Exercise: Let $L_n:=\{(x,\frac{x}{n})\mid0\leq x\leq1\}\subset\mathbb{R}^2$ for $n\in\mathbb{Z}_+$. Then consider $X=\{(1,0)\}\cup\bigcup_{n=1}^\infty L_n\subset\mathbb{R}^2$ together with the subspace topology. Is this topological space path-connected, connected, and/or locally connected? Explain.
Thoughts: I'm a bit unsure on how to proceed with the proof of the path-connectedness. If we show that any continuous map $f:[0,1]\rightarrow X$ with $f(0)=p$ is constant by showing that $f^{-1}(\{p\})$ is clopen, then I think that it would follow, but I'm unsure of exactly how. We probably also need to use that the continuous image of a connected set is connected.
I don't think that it's locally connected as the lines given by $L_n$ don't get arbitrarily close to each other, which means that we can find a local separation regardless of how close we come to any point along those lines.
HINT: I’m assuming that your $p$ is the point $\langle 1,0\rangle$. Note that $X\setminus\{p\}$ is locally connected and path connected, so a good first step is to show that $p$ has no local base of connected open nbhds. Is there are connected open nbhd of $p$ contained in $U\cap X$, where $U$ is the open ball of radius $\frac12$ centred at $p$?

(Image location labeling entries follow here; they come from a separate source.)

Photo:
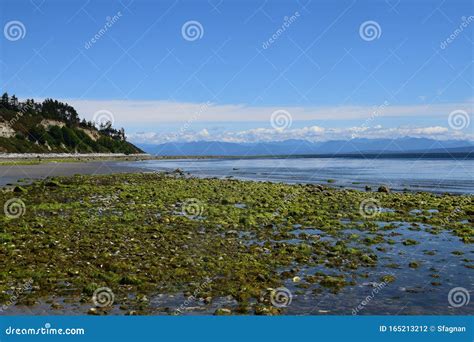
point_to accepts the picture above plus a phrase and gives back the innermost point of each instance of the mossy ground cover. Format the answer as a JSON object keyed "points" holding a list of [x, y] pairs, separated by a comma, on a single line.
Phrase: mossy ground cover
{"points": [[144, 235]]}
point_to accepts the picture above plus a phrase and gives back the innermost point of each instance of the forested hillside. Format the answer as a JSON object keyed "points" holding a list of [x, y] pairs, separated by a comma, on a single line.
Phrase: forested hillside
{"points": [[53, 126]]}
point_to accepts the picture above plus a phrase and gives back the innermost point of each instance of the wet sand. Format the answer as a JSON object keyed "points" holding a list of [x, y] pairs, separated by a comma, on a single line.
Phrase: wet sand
{"points": [[10, 174]]}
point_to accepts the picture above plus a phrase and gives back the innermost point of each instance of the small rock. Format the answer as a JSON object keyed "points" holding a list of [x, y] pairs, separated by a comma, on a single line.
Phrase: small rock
{"points": [[93, 311], [56, 306], [19, 189], [222, 312]]}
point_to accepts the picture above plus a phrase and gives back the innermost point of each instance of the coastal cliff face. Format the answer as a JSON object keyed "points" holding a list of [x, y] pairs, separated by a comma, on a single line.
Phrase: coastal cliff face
{"points": [[53, 126]]}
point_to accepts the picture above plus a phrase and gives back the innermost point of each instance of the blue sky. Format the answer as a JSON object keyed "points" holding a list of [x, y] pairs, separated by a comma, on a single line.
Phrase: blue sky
{"points": [[322, 75]]}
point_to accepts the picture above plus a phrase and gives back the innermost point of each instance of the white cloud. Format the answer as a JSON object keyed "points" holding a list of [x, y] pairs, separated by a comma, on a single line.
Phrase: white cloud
{"points": [[311, 133], [155, 112]]}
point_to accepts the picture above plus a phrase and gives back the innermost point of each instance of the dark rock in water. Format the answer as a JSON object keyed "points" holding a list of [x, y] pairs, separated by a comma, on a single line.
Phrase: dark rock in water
{"points": [[222, 312], [52, 184]]}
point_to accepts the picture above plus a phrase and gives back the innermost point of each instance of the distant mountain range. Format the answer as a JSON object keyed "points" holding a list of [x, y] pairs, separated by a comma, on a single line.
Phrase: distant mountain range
{"points": [[303, 147]]}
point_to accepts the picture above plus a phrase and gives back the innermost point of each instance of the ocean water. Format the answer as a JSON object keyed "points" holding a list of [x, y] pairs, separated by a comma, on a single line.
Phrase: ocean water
{"points": [[433, 175]]}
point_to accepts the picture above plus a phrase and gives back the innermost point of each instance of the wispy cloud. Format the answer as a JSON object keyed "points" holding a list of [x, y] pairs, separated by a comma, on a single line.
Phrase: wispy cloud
{"points": [[156, 112], [311, 133]]}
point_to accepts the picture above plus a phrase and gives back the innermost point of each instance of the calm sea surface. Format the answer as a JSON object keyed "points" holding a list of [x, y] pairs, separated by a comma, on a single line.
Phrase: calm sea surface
{"points": [[434, 175]]}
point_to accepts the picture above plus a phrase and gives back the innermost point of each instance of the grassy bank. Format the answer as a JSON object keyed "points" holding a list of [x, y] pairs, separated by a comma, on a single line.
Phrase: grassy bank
{"points": [[142, 235]]}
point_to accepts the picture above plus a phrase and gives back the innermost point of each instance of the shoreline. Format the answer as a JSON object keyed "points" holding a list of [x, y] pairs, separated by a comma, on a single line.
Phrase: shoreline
{"points": [[155, 239]]}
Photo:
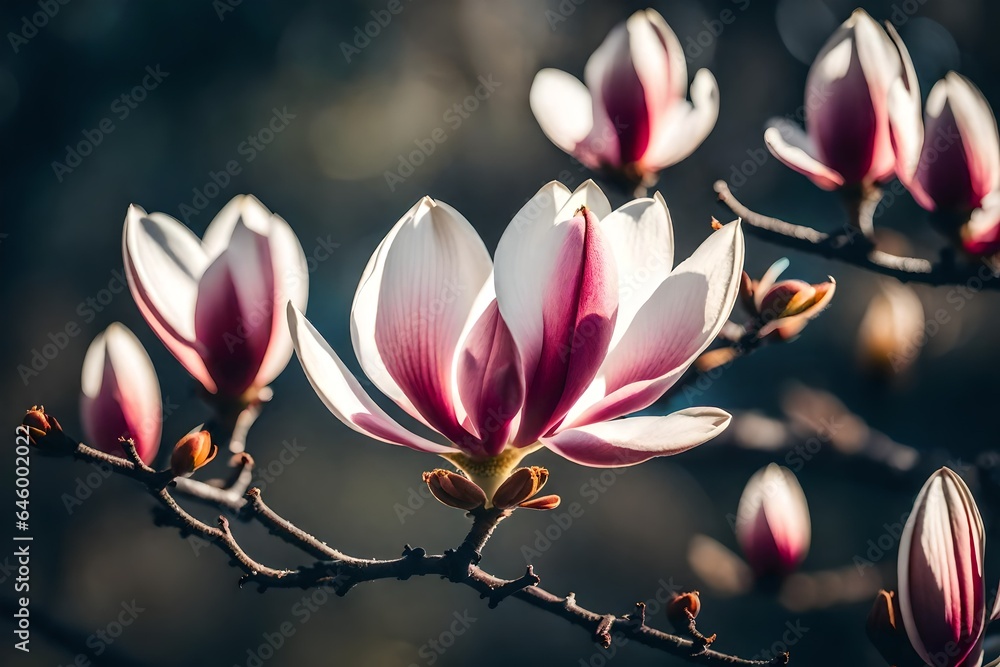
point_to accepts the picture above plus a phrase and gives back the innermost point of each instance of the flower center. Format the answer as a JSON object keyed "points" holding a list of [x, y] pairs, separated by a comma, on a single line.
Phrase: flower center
{"points": [[490, 473]]}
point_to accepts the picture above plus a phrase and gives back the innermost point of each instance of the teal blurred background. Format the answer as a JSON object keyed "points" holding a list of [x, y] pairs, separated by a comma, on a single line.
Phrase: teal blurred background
{"points": [[210, 76]]}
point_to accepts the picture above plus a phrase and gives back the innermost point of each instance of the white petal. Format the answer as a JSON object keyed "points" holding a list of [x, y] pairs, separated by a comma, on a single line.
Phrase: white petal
{"points": [[789, 143], [678, 321], [589, 194], [685, 126], [562, 107], [523, 263], [642, 238], [291, 285], [168, 261], [341, 392], [626, 442], [434, 269]]}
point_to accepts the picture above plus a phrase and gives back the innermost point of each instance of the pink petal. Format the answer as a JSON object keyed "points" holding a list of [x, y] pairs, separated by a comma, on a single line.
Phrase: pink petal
{"points": [[660, 61], [434, 268], [674, 326], [614, 82], [342, 393], [559, 297], [941, 588], [120, 394], [772, 522], [960, 161], [841, 116], [629, 441], [905, 111], [234, 311], [641, 236], [489, 380]]}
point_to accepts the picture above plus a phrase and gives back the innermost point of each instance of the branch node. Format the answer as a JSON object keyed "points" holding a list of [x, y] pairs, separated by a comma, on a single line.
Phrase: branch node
{"points": [[508, 588], [637, 618], [603, 631]]}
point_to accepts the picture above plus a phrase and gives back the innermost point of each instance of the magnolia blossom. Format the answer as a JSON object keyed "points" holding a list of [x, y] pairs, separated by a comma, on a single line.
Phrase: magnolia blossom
{"points": [[956, 170], [772, 522], [582, 318], [958, 165], [858, 81], [120, 395], [218, 303], [942, 595], [632, 116]]}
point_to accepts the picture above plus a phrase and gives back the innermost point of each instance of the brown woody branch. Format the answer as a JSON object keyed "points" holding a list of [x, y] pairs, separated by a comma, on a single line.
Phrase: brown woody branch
{"points": [[341, 572], [851, 247]]}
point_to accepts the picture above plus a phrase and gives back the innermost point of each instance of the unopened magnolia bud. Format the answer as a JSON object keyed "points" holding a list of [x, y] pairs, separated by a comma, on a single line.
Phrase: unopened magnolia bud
{"points": [[43, 429], [542, 503], [886, 632], [454, 489], [784, 308], [192, 452], [522, 485], [683, 608]]}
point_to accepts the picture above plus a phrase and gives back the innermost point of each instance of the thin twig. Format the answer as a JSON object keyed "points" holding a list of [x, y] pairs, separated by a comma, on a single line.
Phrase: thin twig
{"points": [[342, 572], [850, 247]]}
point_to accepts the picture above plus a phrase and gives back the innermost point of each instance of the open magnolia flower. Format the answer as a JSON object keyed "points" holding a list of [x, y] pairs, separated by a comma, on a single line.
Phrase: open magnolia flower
{"points": [[942, 593], [120, 395], [632, 117], [581, 319], [856, 77], [218, 304]]}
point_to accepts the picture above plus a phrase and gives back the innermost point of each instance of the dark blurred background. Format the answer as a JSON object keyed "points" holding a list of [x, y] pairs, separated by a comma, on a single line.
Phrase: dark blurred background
{"points": [[225, 69]]}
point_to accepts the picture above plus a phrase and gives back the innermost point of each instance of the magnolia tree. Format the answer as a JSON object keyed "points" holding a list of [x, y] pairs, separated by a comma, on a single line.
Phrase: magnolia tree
{"points": [[581, 318]]}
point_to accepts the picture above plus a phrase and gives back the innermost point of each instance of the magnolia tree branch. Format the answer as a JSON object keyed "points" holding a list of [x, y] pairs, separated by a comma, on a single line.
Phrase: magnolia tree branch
{"points": [[851, 247], [341, 572]]}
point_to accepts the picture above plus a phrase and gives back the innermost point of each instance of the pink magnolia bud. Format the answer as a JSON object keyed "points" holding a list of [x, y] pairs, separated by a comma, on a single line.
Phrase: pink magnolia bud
{"points": [[772, 523], [218, 304], [784, 308], [942, 596], [632, 117], [120, 394], [855, 78], [959, 162]]}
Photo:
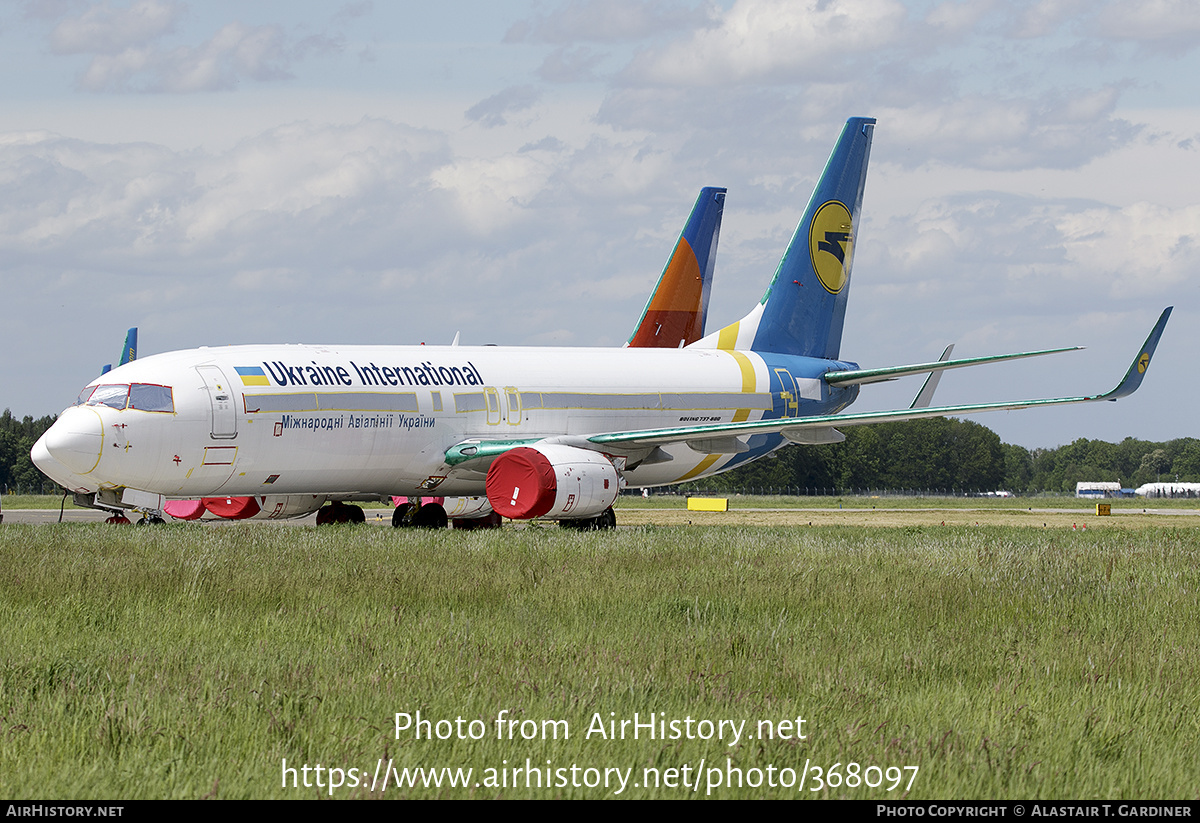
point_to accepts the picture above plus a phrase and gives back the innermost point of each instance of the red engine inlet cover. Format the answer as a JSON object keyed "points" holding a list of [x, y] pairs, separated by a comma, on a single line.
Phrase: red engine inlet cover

To show that $X$ isn’t path connected, suppose that $f$ is a path from $p$ to the origin, so that $f(0)=p$. $f^{-1}[\{p\}]$ is a compact subset of $[0,1]$, so it has a maximum element, and by a minor modification of $f$ we may assume that $f^{-1}[\{p\}]=\{0\}$. (Why?)
Let
$$V=\left\{\langle x,y\rangle\in X:x>\frac12\right\}\,;$$
$V$ is an open nbhd of $p$, and $f$ is continuous, so there is an $a\in(0,1]$ such that if $U=[0,a)$, then $f[U]\subseteq V$. $U$ is an interval, so $f[U]$ is a connected subset of $X$ containing $p$. Let $\left\langle x_0,\frac{x_0}{n_0}\right\rangle\in f[U]\setminus\{p\}$, and show that
$$W=\left\{\left\langle x,\frac{x}{n_0}\right\rangle\in f[U]:x>\frac12\right\}$$
and $f[U]\setminus W$ form a separation of $f[U]$, contradicting the connectedness of $f[U]$.